India has limitations on counselling Putin for a diplomatic resolution of his military adventurism, particularly when on its own border issue with China it has been unable to wrest any climb-down in Chinese excesses at the LAC even after 17 rounds of Corps Commander-level talks.

Modi did telephone Putin to urge him to negotiate a settlement with the Western powers, and this was noteworthy. After all, he has himself avoided even identifying China as the aggressor, and refrained from raising the issue by calling President Xi, which many Indians believe would have helped defuse the border impasse. New Delhi has reportedly also urged Washington to avoid mentioning China’s cross-border intrusions in Indo-US joint statements so as not to “provoke” Beijing.

These factors run counter to Modi’s own claims, made during his electoral campaign in 2019, that he was the only leader who could provide a strong government and make India a “superpower”. Despite such beliefs, India’s international standing has been declining, as the global community stands witness to his government’s inability to counter China, its grievous mishandling of the lockdown and of the second Covid-19 wave, as also its draconian vendetta politics where it has weaponised law enforcement agencies against dissenters and minorities.

Though 5,240 km away from the hostilities in Ukraine, India is feeling the heat, as it treads a fine line between Russia and the US-led NATO alliance.
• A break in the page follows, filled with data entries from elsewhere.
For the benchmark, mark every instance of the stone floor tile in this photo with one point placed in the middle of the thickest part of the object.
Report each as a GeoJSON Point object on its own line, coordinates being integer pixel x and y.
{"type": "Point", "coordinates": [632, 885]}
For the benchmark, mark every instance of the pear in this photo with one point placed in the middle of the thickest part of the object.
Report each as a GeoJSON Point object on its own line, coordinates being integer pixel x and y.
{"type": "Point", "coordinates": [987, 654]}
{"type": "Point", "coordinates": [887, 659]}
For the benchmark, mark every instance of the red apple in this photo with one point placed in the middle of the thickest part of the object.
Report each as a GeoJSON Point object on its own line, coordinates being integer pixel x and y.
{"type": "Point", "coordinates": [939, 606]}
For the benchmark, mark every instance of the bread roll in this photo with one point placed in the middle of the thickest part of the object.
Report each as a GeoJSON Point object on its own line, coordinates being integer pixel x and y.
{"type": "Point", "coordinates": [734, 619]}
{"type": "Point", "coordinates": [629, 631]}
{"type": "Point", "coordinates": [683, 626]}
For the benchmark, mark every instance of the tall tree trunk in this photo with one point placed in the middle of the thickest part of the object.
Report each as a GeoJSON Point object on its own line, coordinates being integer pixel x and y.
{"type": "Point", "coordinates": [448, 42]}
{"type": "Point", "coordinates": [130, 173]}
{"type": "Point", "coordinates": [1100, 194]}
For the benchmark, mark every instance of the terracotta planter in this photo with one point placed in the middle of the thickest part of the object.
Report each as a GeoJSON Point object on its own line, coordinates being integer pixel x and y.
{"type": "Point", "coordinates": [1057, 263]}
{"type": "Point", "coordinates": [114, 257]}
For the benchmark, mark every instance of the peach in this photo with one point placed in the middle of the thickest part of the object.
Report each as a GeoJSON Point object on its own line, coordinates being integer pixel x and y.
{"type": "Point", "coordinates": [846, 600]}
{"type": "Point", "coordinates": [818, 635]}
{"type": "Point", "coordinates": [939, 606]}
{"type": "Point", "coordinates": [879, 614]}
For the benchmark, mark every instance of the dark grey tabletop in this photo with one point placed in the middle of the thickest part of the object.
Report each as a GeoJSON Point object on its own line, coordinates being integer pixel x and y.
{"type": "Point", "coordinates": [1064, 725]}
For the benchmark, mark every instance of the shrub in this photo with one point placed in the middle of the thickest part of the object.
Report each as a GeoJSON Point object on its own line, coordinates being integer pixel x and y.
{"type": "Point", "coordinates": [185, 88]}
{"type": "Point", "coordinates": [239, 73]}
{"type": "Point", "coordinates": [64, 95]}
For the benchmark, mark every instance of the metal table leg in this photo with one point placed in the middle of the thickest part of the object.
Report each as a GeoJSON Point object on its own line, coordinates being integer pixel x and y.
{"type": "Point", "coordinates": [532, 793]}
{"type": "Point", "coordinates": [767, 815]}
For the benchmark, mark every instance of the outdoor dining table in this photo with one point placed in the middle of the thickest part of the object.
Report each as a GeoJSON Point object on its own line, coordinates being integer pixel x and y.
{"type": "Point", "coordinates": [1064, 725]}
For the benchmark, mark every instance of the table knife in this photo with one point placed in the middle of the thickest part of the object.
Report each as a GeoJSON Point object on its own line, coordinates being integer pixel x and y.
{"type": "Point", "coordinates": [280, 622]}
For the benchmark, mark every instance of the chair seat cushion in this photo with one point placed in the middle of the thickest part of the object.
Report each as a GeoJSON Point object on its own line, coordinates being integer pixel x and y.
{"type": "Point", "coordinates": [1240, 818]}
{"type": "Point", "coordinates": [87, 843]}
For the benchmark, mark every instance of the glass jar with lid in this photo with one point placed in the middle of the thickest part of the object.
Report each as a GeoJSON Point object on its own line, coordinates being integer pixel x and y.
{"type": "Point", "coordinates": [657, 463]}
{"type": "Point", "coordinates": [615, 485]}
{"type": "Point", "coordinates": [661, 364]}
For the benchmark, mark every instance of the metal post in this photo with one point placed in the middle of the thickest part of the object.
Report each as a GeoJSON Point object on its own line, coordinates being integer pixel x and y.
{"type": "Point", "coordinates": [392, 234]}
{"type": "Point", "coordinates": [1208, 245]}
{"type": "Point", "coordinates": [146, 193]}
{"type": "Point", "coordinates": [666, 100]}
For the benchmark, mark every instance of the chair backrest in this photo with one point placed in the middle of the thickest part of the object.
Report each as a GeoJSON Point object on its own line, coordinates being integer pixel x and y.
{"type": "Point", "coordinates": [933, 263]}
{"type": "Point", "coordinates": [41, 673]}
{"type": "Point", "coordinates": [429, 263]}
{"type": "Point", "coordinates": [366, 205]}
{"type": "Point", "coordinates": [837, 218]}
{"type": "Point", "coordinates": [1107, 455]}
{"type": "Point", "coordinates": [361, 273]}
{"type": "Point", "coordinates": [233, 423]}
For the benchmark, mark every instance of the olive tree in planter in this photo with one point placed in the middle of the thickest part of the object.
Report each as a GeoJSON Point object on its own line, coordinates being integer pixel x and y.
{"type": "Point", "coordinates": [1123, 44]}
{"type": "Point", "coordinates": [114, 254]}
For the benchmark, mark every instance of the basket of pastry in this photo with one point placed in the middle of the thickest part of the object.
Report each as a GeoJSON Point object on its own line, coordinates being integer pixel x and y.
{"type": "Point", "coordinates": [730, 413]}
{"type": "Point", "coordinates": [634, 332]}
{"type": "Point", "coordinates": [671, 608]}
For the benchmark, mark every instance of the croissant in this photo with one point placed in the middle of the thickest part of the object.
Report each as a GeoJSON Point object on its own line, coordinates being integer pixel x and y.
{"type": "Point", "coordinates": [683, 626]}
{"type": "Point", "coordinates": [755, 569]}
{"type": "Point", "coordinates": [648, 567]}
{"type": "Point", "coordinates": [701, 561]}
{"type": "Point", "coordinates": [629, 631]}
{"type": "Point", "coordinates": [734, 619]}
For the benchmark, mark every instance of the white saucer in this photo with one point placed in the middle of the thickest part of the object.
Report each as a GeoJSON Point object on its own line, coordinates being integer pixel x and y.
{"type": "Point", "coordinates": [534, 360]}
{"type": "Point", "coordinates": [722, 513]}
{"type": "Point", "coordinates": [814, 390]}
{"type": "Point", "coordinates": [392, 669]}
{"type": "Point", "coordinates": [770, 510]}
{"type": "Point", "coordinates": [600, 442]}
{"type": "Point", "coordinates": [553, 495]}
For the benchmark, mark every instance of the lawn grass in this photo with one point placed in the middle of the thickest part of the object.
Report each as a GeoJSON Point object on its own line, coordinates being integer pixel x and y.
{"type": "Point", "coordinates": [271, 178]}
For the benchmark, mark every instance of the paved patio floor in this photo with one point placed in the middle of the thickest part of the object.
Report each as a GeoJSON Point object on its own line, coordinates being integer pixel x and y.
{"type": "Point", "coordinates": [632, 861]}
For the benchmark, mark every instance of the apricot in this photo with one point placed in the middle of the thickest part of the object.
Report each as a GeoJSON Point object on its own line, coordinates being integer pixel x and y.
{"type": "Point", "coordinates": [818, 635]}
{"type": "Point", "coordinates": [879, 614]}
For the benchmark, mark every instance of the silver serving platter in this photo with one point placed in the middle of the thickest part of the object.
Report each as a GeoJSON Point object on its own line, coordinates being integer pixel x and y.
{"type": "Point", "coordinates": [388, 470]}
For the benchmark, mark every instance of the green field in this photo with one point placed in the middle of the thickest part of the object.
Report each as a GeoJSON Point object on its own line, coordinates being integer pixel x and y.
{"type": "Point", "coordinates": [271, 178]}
Besides its strategic partnerships with both Russia and the US, the two warring powers are also respectively its first and second largest vendors of arms.

India is mindful, though it has never publicly acknowledged, that it is principally their high esteem for India as a coveted client that has driven these “strategic partnerships”, which are essentially transactional relationships.